Pam Schopp, 56, of Skimmers Close, said she was devastated to hear of the death of 16-year-old Vicky Bishop.

The latest tragedy brought back memories of the night of July 13 1984 when Mrs Schopp's son, Ian Saunders, 20, and his fiance, Nematala Dancer, 17, lost their lives when the car driven by a friend was in a crash with another vehicle.

Well-wishers packed the Chiltern Crematorium at the funeral of the betrothed couple who were former pupils at Holmer Green Upper School which is now mourning Vicky's death.

Mrs Schopp said: "I am just about learning to live with my son's death but every time I hear of another accident along the road it just guts me, I get so choked up.

"I feel so much for their families. When it first happened I used to look at the back gate and think that Ian and his fiance would walk in.

"I threw all the sympathy cards in the bin because I didn't believe it could be true.

"It was awful and the pain never goes away but you learn to live with it.

"When I see it happen again and again it just destroys me."

Mrs Schopp's daughter Jayne Hirtle, 32, was just 15 when the accident happened.

She remembers going over to the Dancer family home in Skimmers Close with her brother Darren, who was 17, and her sister Lisa, who was 12, while her mother went to the scene of the crash.

Mrs Hirtle who now has an ten-month-old son of her own called Ellis, added: "It is only now that I can really appreciate what my mother must have gone through and I don't know how she coped.

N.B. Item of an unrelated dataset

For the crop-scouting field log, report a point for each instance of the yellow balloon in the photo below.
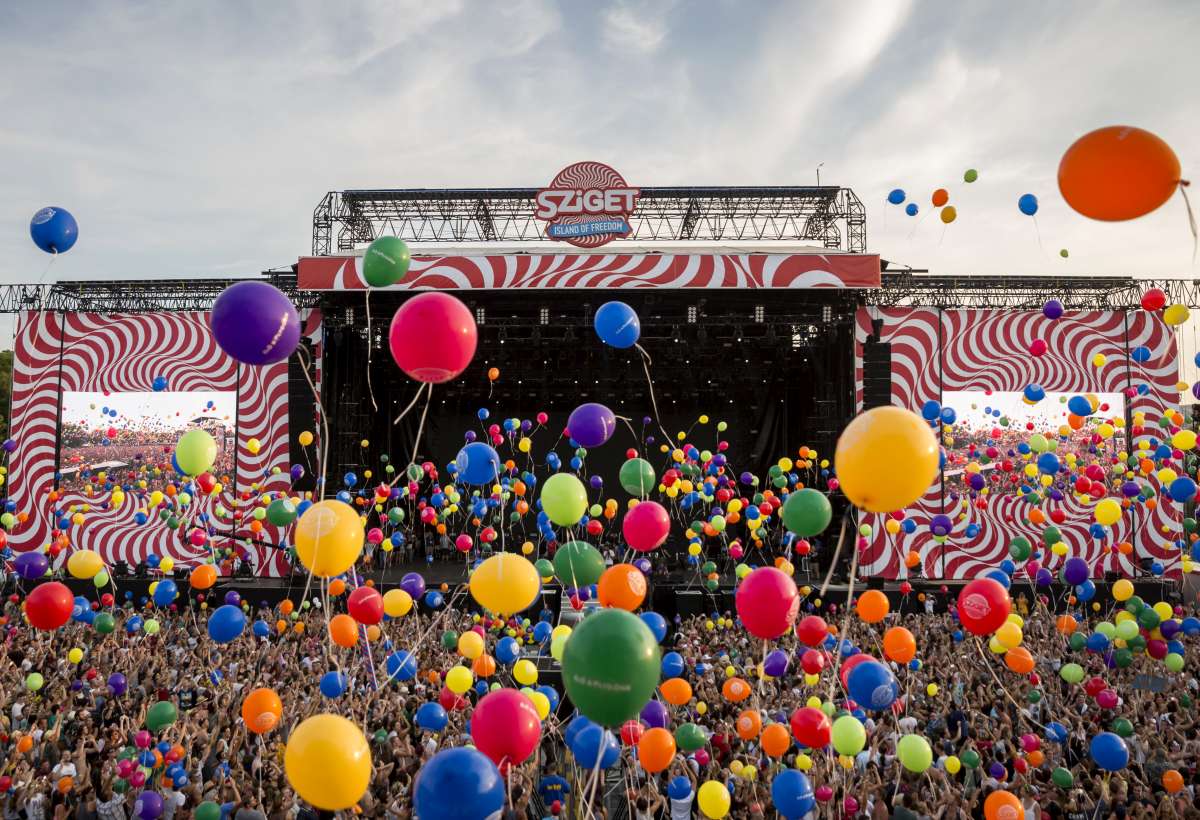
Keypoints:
(329, 538)
(328, 762)
(505, 584)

"I will never forget it and I will never get over it.

"We couldn't believe it when we heard of this latest accident.

"It's awful to think some poor family is going through the same thing and our hearts go out to them because we are know what they are going through.

"While it is fresh in their minds they will be absorbed in their grief and trying to come to terms with it.

"It is only later that the loss begins to sink in."

Eighteen years after the tragedy which blighted the lives of two families in Holmer Green, cars still thunder past the spot where memorials to six youngsters now line the side of the road.

Now the bereaved mothers, Mrs Schopp and Dixi Obidiah, have pledged to join a campaign by the Bucks Free Press to petition Buckinghamshire County Council for a lower speed limit along the ill-fated stretch of road between Amersham and High Wycombe.